I use hxt to parse some html. It hase unescaped html inside <textarea>
. hxt gives invalid results (it stumbles upon a tag with content in this case it's <a>
). Minimal testcase (for GHCi) is
let doc = parseHtml "<textarea>before<a>link</a>after</textarea>"
runX . xshow $ doc //> hasName "textarea"
which gives [<textarea>before</textarea><textarea/>]
as a result.
It looks like tags with no contents (e.g. <tag/>
) do not break parsing.
Is there any way to parse such html with hxt?
The problem is that HandsomeSoup (which I'm assuming is where your parseHTML
is from) is picky about things like the fact that a textarea
can't contain an a
in valid HTML, and will try to "fix" any such errors it sees.
Can you switch to hxt-tagsoup?
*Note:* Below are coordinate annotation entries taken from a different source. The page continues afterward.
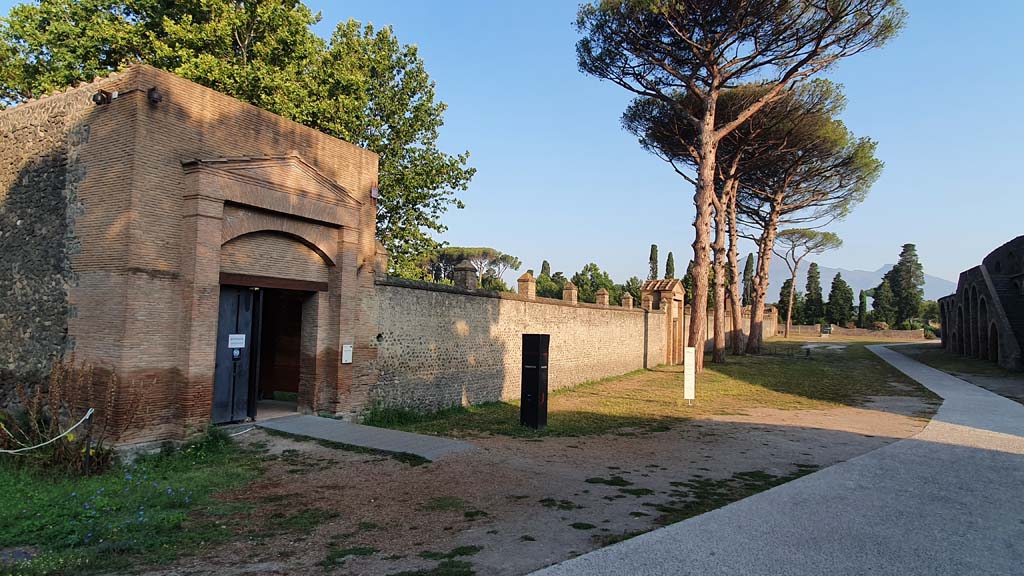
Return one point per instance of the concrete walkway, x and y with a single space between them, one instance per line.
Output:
429 447
947 501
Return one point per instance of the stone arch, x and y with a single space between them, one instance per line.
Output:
274 254
944 323
241 221
972 322
982 328
960 330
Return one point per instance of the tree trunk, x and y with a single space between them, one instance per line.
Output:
718 354
734 296
788 311
760 288
701 227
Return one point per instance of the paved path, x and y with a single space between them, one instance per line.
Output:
947 501
429 447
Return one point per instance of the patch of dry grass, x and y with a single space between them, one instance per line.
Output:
652 400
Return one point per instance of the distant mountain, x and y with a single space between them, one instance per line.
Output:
857 279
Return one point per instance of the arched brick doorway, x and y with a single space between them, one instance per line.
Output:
993 342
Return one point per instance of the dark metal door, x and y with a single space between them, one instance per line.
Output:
235 345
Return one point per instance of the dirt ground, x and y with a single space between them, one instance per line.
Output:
514 505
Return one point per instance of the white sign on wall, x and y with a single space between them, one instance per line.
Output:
689 373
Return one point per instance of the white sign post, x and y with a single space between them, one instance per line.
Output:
689 374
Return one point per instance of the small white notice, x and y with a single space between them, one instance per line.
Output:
689 374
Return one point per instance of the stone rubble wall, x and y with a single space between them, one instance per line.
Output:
40 172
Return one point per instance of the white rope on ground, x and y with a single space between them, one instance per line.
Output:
88 414
243 432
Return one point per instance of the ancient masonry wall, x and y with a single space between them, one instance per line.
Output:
42 223
441 346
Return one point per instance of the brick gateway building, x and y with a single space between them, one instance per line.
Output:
225 256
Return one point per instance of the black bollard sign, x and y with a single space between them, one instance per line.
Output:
534 411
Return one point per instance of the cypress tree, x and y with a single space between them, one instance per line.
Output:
652 262
884 303
748 279
906 280
862 311
813 302
840 301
It will still accept messy HTML (unclosed elements, etc.), but isn't so fussy about adherence to the HTML schema—specifically it will let you have an a
in a textarea
:
import Text.XML.HXT.Core
import Text.XML.HXT.TagSoup
let content = "<textarea>before<a>link</a>after</textarea>"
let doc = readString [ withTagSoup ] content
runX . xshow $ doc //> hasName "textarea"
This prints the following:
["<textarea>before<a>link</a>after</textarea>"]
Which I think is what you want.